1. Neil Johnson - February 29, 2008

As all features have cons as well as pros I wondered if there’s room for “Part V (Wolf at the Door)”.

It was hinted at in a comment on a previous post that “compressed indexes will deteriorate the performance if the table is prone for huge concurrent multi row dml statements”. I hasten to add I’m not saying this is true or not – at worst I can only imagine it making an already present problem more pronounced – but it did make me wonder what side effects there may be.

2. Brian Tkatch - February 29, 2008

Ah, so because it is a compressed INDEX, Oracle knows it is a reference to the prefix, and it also knows how long the reference to the prefix is. So, we traded a value which needed a length for a value that does not need a length, and voila. Thus, a byte saved.

I would think an INDEX could skip the length block on a CHAR-based index, but it seems it does not.

3. Robert - March 4, 2008

Really great stuff,Richard! You’re certainly setting great expectations for next blog entries. :-)

PS: now where did I sneak in a title? Hint: it’s an album name. :-)

4. Richard Foote - March 4, 2008

Hi Neil,

I won’t stop until this series becomes a “Rocky Part X”, all about an aging DBA who tried to compress a Bitmap Index one day and couldn’t remember why it didn’t work ;)

Hi Brian, actually we traded in a prefix value that contains exactly the same info as what appears in an index entry plus 2 additional bytes overhead for now not needing anything in the index entry for the compressed column and voila, thus 2 bytes saved for every index entry. If the compressed index column value is repeated twice, we break even, any more and we’re ahead.

Thanks Roberts, let’s hope I meet those great expectations ;)

5. Magesh - May 14, 2008

Great Job on index compression Richard. Is there a script available which can identify if a given column(s) are good for index compression?

6. Richard Foote - May 15, 2008

Hi Magesh

I don’t have one to hand but a script that divided the distinct value column combinations on the compressed columns by the number of leaf blocks and compared this to the average number of index entries per leaf block would give you some indication.
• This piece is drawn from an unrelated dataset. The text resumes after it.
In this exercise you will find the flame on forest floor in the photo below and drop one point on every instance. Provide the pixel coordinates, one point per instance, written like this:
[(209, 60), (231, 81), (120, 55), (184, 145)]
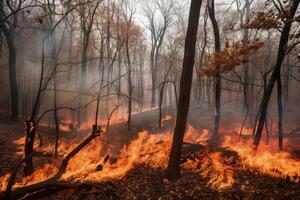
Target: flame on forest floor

Remember, you need a index in which the compressed columns are typically repeated somewhat within an index leaf block.

7. Alberto Dell'Era - February 10, 2009

Excellent post about this topic; the most informative I’ve found around. Thank you!

8. jiri - May 30, 2009

very nice series !!

it would be very interesting to do PART V about compression on partitioned tables (local index, global index, PK, …)

jiri

9. Richard Foote - May 31, 2009

Hi Jiri

The compression story doesn’t change much for partitioned indexes. It’s still performed in very much the manner I describe, the main difference being that for non-partitioned indexes on a partitioned table, Oracle needs to use the 10 byte extended rowid as the restricted rowid doesn’t provide enough information to uniquely identify the location of a row (as the relative file id is not necessarily unique across multiple tablespaces).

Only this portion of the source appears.